To test this - I have a folder (input
) with about ~100k files - each file has just one line with one random integer. I have two functions - one "sequential" and one "concurrent" that just add all the numbers
import glob
import concurrent.futures
ALL_FILES = glob.glob('./input/*.txt')
def extract_num_from_file(fname):
#time.sleep(0.1)
with open(fname, 'r') as f:
file_contents = int(f.read().strip())
return file_contents
def seq_sum_map_based():
return sum(map(extract_num_from_file, ALL_FILES))
def conc_sum_map_based():
with concurrent.futures.ThreadPoolExecutor(max_workers=5) as executor:
return sum(executor.map(extract_num_from_file, ALL_FILES))

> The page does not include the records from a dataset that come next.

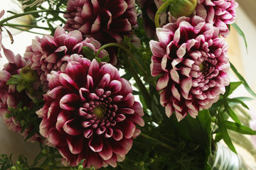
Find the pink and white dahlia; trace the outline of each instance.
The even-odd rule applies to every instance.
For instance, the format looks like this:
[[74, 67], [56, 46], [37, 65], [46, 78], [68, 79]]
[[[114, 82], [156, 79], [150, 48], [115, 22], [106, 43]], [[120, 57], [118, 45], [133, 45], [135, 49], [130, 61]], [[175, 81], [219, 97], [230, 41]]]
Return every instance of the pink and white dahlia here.
[[216, 102], [229, 84], [228, 44], [219, 30], [202, 18], [181, 17], [156, 29], [158, 41], [151, 40], [152, 76], [161, 74], [157, 90], [168, 117], [178, 120], [188, 113]]
[[[74, 59], [75, 58], [75, 59]], [[40, 132], [71, 166], [117, 166], [144, 126], [129, 82], [110, 64], [72, 56], [65, 72], [48, 75], [50, 91], [37, 113]]]
[[235, 22], [235, 8], [238, 4], [234, 0], [198, 0], [196, 15], [220, 29], [220, 35], [229, 35], [228, 25]]
[[68, 0], [64, 28], [79, 30], [102, 44], [120, 42], [137, 24], [135, 0]]
[[[33, 40], [32, 45], [27, 47], [24, 56], [31, 62], [31, 69], [37, 71], [44, 91], [47, 91], [48, 74], [53, 70], [63, 70], [71, 55], [83, 55], [83, 46], [89, 47], [96, 52], [100, 45], [93, 38], [84, 40], [78, 30], [66, 33], [63, 28], [58, 26], [54, 37], [45, 35], [41, 39], [36, 37]], [[102, 50], [99, 57], [102, 57], [107, 54], [105, 50]]]
[[[28, 61], [17, 55], [12, 60], [9, 58], [9, 62], [4, 66], [3, 70], [0, 71], [0, 116], [3, 118], [7, 128], [14, 131], [18, 132], [26, 138], [34, 127], [30, 126], [21, 132], [22, 126], [16, 118], [11, 116], [9, 118], [8, 114], [11, 113], [9, 108], [17, 108], [17, 106], [22, 102], [22, 107], [26, 106], [28, 108], [33, 107], [33, 102], [25, 91], [18, 92], [16, 85], [6, 85], [7, 81], [12, 75], [20, 74], [21, 69], [25, 67]], [[35, 113], [35, 115], [36, 113]], [[29, 138], [28, 141], [43, 142], [43, 138], [38, 134], [35, 134]]]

While both functions give me the same result - the "concurrent" version is about 3-4 times slower.
In [2]: %timeit ss.seq_sum_map_based()
3.77 s ± 50.2 ms per loop (mean ± std. dev. of 7 runs, 1 loop each)
In [3]: %timeit ss.conc_sum_map_based()
12.8 s ± 240 ms per loop (mean ± std. dev. of 7 runs, 1 loop each)
Is there something wrong with my code or in my understanding?